Both achieve the same thing.

Scaling results to whole populations#

Even though we’ve been simulating populations of a few thousand agents, we can also use the total_pop parameter to scale our results so that they reflect a much larger population. You can think of this as a kind of statistical sampling approximation. If we want to model the population of Nigeria, for example, it would be much too computationally intensive to simulate 200 million agents. However, we could simulate 50,000 agents and then say that each agent represents 4,000 people. Again, we can do this by passing total_pop=200e6 to the sim or in the pars dictionary. Here’s an example:

demographics = [
    ss.Births(pars={'birth_rate': 20}),
    ss.Deaths(pars={'death_rate': 15})
sim = ss.Sim(pars={'total_pop': 200e6, 'n_agents': 50e3}, demographics=demographics)

Using realistic vital demographics#

For more realistic demographics, we can also pass in a file that has birth or death rates over time and by age/sex. There are examples of these files in the tests/test_data folder.

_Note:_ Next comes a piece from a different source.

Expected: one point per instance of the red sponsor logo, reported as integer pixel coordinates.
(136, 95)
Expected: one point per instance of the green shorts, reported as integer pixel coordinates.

Here’s how we would read them in and construct realistic vital dynamics for Nigeria:

import starsim as ss
import pandas as pd

# Read in age-specific fertility rates
fertility_rates = pd.read_csv('test_data/nigeria_asfr.csv')
pregnancy = ss.Pregnancy(pars={'fertility_rate': fertility_rates})

death_rates = pd.read_csv('test_data/nigeria_deaths.csv')
death = ss.Deaths(pars={'death_rate': death_rates, 'units': 1})

demographics = [pregnancy, death]

# Make people using the distribution of the population by age/sex in 1995
n_agents = 5_000
nga_pop_1995 = 106819805  # Population of Nigeria in 1995, the year we will start the model
age_data = pd.read_csv('test_data/nigeria_age.csv')
ppl = ss.People(n_agents, age_data=age_data)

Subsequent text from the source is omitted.